Morgen würde sie wissen, wer ich war. Skandal. Sie würde lachen, würde mir ein Jahr später schon die Mörtelspuren vom Hosenbein bürsten; würde es noch tun, wenn ich vierzig, fünfzig, sechzig war; und sie würde eine reizende alte Frau an meiner Seite sein; ich beschloss es endgültig, am 30. September 1907, nachmittags gegen halb vier.“



„Ja, Leonore, bezahlen Sie das für mich; nehmen Sie Geld aus meiner Kassette da drüben, und geben Sie dem Mädchen zwei Mark Trinkgeld, ja, zwei Mark; Pullover und ein Rock von Hermine Horuschka für meine Enkelin Ruth, die ich heute zurückerwartet habe; Grün steht ihr gut; schade, dass die jungen Mädchen heute keine Hüte mehr tragen; ich habe immer so gern Hüte gekauft. Das Taxi ist bestellt? Danke, Leonore. Sie wollen noch nicht Schluss machen? Wie Sie wollen; natürlich, ein bisschen ist es auch Neugierde, nicht wahr? – Sie brauchen nicht rot zu werden. Ja, einen Kaffee gern noch. Ich hätte mich erkundigen müssen, wann die Ferien zu Ende sind; aber Ruth ist zurück? Mein Sohn hat Ihnen nichts gesagt? Er wird doch die Einladung zu meiner Geburtstagsfeier nicht vergessen haben?

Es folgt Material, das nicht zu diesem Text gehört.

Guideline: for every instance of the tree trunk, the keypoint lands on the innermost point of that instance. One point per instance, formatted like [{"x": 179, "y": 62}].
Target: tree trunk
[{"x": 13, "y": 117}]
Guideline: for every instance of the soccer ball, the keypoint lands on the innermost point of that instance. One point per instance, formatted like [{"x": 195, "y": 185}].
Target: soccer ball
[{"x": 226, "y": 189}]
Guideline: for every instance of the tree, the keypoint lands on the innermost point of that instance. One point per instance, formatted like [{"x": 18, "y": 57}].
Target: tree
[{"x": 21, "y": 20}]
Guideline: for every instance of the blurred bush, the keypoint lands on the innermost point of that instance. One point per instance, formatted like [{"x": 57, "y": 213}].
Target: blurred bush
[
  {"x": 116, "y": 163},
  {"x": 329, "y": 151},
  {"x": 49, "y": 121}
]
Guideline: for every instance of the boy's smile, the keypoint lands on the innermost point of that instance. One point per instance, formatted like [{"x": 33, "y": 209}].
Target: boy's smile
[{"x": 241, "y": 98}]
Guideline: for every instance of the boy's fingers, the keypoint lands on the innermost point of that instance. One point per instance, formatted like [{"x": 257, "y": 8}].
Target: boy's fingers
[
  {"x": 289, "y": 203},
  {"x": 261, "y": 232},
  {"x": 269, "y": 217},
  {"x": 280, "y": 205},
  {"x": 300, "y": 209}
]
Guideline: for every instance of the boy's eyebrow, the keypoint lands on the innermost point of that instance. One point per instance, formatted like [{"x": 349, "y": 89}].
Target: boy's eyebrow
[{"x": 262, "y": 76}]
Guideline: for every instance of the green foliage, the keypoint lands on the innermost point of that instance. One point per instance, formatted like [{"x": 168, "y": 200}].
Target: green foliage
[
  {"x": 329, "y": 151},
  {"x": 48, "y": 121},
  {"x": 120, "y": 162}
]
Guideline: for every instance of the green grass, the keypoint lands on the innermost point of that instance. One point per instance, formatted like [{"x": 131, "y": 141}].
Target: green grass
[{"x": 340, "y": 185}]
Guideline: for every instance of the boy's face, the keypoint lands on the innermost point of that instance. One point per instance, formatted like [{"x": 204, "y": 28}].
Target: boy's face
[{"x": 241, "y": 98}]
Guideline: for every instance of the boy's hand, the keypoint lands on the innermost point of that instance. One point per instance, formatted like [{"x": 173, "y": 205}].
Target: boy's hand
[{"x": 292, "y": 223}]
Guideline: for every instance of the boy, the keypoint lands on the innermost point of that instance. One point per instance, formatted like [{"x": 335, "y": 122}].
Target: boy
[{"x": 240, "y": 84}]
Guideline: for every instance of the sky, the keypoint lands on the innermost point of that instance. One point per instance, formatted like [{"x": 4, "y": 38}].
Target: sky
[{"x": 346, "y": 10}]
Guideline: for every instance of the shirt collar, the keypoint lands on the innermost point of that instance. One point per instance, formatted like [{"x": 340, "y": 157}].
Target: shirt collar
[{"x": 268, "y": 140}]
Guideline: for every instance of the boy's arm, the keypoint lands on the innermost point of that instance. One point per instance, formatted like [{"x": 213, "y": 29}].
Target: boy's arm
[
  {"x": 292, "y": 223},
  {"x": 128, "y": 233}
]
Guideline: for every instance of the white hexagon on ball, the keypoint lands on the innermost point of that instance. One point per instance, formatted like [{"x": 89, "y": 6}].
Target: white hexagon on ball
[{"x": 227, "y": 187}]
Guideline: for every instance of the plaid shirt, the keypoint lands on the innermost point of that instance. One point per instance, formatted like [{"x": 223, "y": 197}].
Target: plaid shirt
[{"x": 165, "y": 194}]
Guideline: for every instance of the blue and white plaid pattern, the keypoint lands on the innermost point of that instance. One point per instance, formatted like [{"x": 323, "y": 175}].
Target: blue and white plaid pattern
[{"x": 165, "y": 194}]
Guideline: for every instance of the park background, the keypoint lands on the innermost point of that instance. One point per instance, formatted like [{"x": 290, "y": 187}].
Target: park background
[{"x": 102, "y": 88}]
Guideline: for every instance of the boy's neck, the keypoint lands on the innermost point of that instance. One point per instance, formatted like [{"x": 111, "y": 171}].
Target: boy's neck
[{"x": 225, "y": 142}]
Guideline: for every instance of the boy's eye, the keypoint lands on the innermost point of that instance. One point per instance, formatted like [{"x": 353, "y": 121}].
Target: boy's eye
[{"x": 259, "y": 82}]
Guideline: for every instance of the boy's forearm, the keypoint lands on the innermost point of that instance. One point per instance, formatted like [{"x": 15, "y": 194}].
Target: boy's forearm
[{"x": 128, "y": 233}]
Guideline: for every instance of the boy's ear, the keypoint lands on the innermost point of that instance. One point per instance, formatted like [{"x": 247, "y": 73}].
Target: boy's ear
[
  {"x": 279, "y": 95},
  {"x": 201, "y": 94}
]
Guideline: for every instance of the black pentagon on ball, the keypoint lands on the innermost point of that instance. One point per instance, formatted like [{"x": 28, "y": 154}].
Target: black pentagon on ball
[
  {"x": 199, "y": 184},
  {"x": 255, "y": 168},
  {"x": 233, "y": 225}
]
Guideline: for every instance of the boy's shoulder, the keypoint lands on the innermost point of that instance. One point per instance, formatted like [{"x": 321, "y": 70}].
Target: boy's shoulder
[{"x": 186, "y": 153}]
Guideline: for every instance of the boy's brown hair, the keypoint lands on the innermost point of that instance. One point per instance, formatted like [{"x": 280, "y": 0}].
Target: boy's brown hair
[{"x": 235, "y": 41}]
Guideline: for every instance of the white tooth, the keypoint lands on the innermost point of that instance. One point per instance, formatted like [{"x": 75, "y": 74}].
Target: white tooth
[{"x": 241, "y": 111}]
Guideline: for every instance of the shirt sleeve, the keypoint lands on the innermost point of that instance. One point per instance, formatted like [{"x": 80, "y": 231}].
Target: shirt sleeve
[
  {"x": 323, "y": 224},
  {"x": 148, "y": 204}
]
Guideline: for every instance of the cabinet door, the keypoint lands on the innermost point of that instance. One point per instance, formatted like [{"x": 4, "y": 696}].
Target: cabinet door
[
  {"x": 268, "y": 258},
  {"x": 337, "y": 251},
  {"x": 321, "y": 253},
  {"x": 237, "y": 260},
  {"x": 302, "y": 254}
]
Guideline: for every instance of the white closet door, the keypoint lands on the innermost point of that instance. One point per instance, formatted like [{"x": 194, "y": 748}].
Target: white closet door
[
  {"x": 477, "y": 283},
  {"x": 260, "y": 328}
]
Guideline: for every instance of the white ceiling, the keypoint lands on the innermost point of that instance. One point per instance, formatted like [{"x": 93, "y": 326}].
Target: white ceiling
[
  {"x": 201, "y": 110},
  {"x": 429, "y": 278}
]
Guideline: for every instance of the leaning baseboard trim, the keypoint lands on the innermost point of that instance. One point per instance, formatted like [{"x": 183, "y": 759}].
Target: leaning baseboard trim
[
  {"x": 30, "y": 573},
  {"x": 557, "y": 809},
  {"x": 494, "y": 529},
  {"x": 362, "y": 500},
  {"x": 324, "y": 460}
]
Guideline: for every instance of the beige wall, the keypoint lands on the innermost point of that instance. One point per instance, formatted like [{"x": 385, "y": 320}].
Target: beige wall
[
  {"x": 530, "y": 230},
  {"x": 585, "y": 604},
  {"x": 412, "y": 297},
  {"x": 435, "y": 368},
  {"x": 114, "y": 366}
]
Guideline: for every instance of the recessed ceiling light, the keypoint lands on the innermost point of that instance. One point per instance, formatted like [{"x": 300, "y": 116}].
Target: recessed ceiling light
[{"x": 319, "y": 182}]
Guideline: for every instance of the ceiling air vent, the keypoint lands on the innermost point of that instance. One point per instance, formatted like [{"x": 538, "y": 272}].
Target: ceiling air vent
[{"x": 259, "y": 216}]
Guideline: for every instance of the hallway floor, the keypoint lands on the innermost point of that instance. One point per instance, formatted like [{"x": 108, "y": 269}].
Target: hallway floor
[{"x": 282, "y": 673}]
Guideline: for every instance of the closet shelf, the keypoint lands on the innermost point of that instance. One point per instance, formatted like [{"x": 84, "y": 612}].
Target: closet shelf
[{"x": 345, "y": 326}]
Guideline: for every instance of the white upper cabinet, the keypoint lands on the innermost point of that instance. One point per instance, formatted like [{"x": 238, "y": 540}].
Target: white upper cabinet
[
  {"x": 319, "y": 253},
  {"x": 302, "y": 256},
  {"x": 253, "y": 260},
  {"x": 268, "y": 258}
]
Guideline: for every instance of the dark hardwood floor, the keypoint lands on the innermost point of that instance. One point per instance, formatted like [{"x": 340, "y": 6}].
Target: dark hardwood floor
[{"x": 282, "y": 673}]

Ich habe angeordnet, dass der Portier unten Blumen und Telegramme, Geschenke und Karten annimmt, jedem Boten zwei Mark Trinkgeld gibt und sagt, ich sei verreist; suchen Sie sich den schönsten Strauß, oder zwei, wenn Sie mögen, heraus, und nehmen Sie die mit nach Hause, und wenn es Ihnen Spaß macht, verbringen Sie getrost Ihren Nachmittag hier.“

Die Tasse, mit Kaffee frisch gefüllt, bebte nicht mehr; offenbar hatte man aufgehört, Erbauliches oder Wahlplakate auf weißes Papier zu drucken; im Wechselrahmen das Bild unverändert: drüben der Dachgarten des Kilbschen Hauses, leer; an der Pergola müde Kapuzinerkresse; das Profil der Dächerlinie, im Hintergrund die Berge unter strahlendem Himmel: in diesem Wechselrahmen sah ich meine Frau, sah später meine Kinder, sah meine Schwiegereltern, wenn ich manchmal ins Atelier hinaufging, um den fleißigen jungen Architekten, die mir halfen, hin und wieder über die Schulter zu blicken, Kalkulationen zu prüfen, Termine zu bestimmen; die Arbeit war mir so gleichgültig wie das Wort Kunst; andere konnten sie ebenso tun wie ich, ich bezahlte sie gut; ich verstand die Fanatiker nie, die sich dem Wort Kunst opferten; ich half ihnen, belächelte sie, gab ihnen Arbeit, aber verstehen: nie; ich begriff’s nicht, begriff nur, was Handwerk war, obwohl ich als Künstler galt, als solcher bewundert wurde; war die Villa, die ich für Gralduke baute, nicht wirklich kühn, modern? Sie war’s, wurde sogar von den künstlerischen Kollegen bewundert und gepriesen, und ich hatte sie entworfen, gebaut und wusste doch nie, was Kunst ist; sie nahmen’s zu ernst, vielleicht, weil sie so viel davon verstanden, und bauten doch scheußliche Kästen, von denen ich damals schon wusste, dass sie zehn Jahre später Ekel hervorrufen würden; und ich konnte doch manchmal die Ärmel hochkrempeln, mich hier an den Zeichentisch stellen und entwerfen: das Verwaltungsgebäude für die ‚Societas, die Gemeinnützigste der Gemeinnützigen‘, da staunten die Narren, die mich für einen geldgierigen, erfolgshungrigen Bauernlümmel hielten, und heute noch schäme ich mich des Kastens nicht, der vor sechsundvierzig Jahren gebaut worden ist; ist das Kunst? Meinetwegen, ich wusste nie, was das war, hab sie vielleicht gemacht, ohne es zu wissen; konnte das Wort nie ernst nehmen, sowenig wie ich die Wut der drei Koryphäen gegen mich verstand; mein Gott, war kein Spielchen erlaubt, mussten die Goliathe so humorlos sein? Sie glaubten an Kunst, ich nicht, fühlten sich in ihrer Ehre gekränkt von einem Hergelaufenen. Wer war nicht irgendwo hergelaufen? Ich zeigte mein Lachen offen, ich hatte sie in eine Situation manövriert, wo selbst meine Niederlage noch ein Sieg werden würde, mein Sieg aber ein Triumph.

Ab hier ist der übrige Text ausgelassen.